En alguna ocasión las religiones pueden tener
una función de denuncia, pero nunca de elemento transformador (eso iría en
contra de su propia esencia). Por ejemplo: la Teología de la Liberación. Es
sabido que tanto en Guatemala como en Latinoamérica jugó en décadas pasadas un
importante papel en el despertar de conciencias políticas en buena parte de las
poblaciones. Pero en tanto religión, tiene ya marcados sus límites. Si intenta
ser abiertamente revolucionaria, choca con el poder constituido, y tiene que
optar: seguir en la institución religiosa, o desmarcarse. El padre Ernesto
Cardenal arrodillado ante Su Santidad Juan Pablo II en el aeropuerto de Managua
en plena Revolución Sandinista pidiendo perdón lo dice todo. Ese es el límite
infranqueable.
Y del mismo modo: la moral sexual. Los valores
religiosos (de cualquier religión: católica, neo-evangélica, de la cosmovisión
maya, musulmana, judía, etc.) son patriarcales, homofóbicos, anti aborto,
defienden a rajatabla la monogamia (mientras la institución matrimonial hace
agua por todos lados y los moteles están atiborrados de “pecadores”). Un cambio
social, un verdadero y profundo cambio y no solo una buena intención (la
caridad religiosa se alimenta de “buenas intenciones”) difícilmente puede hacer
uso de las religiones, dados sus límites conservadores.

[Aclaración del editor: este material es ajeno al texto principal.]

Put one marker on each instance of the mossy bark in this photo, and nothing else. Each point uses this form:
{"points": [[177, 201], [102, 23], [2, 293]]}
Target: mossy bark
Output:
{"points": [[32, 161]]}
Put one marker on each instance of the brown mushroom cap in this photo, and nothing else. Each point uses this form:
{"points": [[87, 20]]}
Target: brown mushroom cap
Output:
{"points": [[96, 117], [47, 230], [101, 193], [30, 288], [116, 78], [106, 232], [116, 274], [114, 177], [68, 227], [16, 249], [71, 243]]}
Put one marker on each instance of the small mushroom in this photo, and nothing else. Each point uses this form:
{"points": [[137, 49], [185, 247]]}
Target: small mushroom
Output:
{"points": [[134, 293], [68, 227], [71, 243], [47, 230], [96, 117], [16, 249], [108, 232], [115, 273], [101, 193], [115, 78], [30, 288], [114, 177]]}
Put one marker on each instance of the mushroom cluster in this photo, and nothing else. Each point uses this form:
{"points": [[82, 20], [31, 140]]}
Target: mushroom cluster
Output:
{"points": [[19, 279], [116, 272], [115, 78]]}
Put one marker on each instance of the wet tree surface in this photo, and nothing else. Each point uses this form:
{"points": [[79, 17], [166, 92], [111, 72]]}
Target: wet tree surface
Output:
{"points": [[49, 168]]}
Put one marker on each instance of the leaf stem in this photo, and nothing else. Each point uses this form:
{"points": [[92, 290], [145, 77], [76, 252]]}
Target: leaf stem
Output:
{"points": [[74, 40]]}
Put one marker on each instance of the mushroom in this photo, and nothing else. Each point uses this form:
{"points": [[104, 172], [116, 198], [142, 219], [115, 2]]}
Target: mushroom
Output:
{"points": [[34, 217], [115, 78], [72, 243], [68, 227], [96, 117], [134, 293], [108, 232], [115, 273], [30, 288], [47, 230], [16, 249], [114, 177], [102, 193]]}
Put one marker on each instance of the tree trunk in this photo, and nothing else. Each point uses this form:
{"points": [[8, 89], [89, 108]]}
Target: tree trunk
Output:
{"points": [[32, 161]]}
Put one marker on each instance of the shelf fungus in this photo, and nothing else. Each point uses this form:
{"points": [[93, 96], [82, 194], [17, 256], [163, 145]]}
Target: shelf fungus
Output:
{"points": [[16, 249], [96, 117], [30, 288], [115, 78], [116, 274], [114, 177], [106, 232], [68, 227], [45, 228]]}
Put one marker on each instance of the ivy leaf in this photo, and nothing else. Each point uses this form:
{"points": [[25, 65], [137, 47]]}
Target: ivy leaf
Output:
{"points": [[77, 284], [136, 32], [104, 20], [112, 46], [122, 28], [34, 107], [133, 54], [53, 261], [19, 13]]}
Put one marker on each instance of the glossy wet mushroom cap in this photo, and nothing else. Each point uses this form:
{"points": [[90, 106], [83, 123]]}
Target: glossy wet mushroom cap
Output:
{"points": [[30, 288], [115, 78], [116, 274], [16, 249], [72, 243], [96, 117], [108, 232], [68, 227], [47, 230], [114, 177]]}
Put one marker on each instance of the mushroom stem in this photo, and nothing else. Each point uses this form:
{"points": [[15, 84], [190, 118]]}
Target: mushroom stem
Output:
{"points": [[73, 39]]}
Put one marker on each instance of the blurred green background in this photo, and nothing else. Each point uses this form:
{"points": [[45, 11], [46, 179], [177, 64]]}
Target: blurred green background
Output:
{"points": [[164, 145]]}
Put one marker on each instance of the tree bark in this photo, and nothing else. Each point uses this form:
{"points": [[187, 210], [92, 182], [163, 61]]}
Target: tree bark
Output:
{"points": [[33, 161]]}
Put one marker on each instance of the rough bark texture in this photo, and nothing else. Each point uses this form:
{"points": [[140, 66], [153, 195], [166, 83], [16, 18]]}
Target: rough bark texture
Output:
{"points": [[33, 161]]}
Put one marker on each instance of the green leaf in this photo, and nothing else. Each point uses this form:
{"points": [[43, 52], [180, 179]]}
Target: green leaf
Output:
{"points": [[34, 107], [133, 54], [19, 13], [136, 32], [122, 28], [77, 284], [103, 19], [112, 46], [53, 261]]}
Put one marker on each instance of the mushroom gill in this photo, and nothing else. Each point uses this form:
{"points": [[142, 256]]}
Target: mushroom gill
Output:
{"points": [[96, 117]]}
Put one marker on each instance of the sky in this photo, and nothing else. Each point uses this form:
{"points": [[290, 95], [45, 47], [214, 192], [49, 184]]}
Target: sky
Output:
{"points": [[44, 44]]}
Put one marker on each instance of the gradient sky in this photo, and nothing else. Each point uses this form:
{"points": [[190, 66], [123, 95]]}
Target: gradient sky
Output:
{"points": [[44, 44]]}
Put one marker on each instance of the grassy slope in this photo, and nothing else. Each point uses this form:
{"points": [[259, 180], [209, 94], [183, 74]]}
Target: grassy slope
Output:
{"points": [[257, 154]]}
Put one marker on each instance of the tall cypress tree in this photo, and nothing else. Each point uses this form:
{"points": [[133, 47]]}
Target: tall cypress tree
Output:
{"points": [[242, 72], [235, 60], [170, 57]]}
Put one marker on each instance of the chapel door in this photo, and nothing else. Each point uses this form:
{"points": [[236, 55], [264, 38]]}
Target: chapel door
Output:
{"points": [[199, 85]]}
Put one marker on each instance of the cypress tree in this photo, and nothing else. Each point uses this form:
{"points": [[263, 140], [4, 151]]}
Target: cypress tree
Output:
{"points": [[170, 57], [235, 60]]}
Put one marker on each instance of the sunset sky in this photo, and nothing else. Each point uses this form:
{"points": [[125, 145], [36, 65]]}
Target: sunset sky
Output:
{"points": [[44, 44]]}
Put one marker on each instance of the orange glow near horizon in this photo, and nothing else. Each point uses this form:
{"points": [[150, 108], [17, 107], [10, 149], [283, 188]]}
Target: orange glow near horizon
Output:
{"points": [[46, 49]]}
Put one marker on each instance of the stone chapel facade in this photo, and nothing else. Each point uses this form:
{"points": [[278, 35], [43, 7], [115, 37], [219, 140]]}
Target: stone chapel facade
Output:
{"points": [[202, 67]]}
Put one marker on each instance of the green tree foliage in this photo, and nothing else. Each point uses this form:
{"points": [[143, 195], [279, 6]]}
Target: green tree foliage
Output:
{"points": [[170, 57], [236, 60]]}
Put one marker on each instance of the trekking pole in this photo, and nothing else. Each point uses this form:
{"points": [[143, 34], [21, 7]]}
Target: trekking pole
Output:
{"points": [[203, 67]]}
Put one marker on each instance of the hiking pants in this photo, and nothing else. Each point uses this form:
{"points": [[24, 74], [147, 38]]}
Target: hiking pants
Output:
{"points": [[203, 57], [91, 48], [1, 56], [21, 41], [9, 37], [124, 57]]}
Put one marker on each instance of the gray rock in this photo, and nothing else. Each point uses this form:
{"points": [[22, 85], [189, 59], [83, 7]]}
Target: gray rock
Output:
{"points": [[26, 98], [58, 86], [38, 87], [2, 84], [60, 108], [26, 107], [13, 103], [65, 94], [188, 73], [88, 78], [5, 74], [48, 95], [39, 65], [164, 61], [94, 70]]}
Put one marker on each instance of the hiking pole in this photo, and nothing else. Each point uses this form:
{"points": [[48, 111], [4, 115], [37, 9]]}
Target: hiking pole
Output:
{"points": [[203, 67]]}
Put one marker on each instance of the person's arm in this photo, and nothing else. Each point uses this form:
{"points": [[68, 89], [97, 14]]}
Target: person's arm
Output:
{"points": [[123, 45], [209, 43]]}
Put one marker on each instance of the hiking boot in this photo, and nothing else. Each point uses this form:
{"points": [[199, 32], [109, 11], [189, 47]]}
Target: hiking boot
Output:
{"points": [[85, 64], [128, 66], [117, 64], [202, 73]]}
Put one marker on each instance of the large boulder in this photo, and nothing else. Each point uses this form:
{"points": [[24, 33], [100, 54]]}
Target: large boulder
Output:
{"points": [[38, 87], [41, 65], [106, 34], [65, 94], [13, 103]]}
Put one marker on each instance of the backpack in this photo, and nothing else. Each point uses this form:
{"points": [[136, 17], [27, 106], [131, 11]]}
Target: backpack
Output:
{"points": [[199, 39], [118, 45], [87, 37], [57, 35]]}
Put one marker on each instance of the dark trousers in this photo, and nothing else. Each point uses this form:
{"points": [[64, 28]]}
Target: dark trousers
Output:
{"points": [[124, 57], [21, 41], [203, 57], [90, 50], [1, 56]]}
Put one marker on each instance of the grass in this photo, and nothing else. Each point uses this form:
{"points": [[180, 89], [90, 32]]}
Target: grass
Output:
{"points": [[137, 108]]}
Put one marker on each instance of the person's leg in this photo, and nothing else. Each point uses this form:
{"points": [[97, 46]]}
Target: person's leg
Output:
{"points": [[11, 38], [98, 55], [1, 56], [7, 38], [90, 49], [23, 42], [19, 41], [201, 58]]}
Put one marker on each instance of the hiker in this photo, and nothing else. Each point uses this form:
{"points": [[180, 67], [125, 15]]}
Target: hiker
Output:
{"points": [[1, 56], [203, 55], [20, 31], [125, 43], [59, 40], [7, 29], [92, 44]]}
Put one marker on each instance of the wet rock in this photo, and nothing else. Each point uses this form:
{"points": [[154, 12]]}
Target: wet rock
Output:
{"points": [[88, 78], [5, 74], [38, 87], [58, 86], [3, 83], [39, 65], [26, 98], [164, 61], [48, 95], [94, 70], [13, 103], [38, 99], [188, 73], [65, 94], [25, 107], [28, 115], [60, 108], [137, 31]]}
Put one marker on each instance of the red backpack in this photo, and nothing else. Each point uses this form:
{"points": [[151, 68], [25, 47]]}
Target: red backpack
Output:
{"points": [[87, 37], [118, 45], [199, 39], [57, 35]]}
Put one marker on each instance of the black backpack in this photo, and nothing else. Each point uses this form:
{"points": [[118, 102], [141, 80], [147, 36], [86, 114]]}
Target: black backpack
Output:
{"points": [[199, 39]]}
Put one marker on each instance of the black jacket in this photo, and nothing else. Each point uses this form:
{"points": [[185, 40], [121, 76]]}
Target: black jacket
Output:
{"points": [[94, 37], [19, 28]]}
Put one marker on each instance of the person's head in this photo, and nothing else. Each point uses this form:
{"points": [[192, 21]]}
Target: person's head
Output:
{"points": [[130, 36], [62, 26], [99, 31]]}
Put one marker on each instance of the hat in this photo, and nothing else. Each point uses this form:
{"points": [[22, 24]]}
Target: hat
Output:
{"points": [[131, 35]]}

Ahora bien: es absolutamente cierto que la gran
mayoría de la población guatemalteca practica alguna religión. Y también es
absolutamente cierto que la derecha aprovecha esa religiosidad popular para
mantener el estado de cosas. De hecho, la explosión de cultos neopentecostales
que inundan el país es parte de una muy bien pergeñada estrategia de control
social ideada en Washington (ver Documentos de Santa Fe), que sin dudas ha dado
grandes resultados para esos planes conservadores. ¿Puede una propuesta
religiosa distinta, alternativa, ser un vehículo para el cambio? Por tacto
político podría decirse que un proceso transformador debe ser amplio,
democrático, no discriminar a nadie. Y en esa perspectiva, lo religioso puede
ser un invaluable compañero de ruta. Pero también es cierto que las religiones,
cualquiera sea, pueden constituirse en un obstáculo para cambios más profundos,
por su esencia conservadora. ¿Cómo barajar esas perspectivas antagónicas? ¿Se
resuelve en términos ideológicos o en la arena de la práctica política? Difícil
cuestión, por cierto. El debate está abierto.
¿HASTA CUÁNDO LA RELIGIÓN
SERÁ EL OPIO DEL PUEBLO?
Romina de la Roca
No
se puede negar la trascendental importancia e influencia que han tenido las
religiones en la historia de la humanidad, tanto en lo individual como en lo
político y social. Sin embargo, que esto haya sido así y que lamentablemente
continúe siéndolo, no significa que la existencia de las mismas sea algo
realmente positivo en la vida de la humanidad. Si no, habría que preguntárselo
a los miles de seres humanos perseguidos, torturados y “ajusticiados” por
blasfemos y herejes; en especial a los miles de mujeres asesinadas en la
hoguera o en la horca por brujas y hechiceras. O en la época más reciente, a
los cientos de niños y niñas abusadas sexualmente por los representantes de
estas religiones tan trascendentales. O a los muchos pastores neopentecostales
que se enriquecen a costillas de sus acérrimos seguidores. O a las judías que
deben “tolerar” oraciones como “Gracias, Señor,[…]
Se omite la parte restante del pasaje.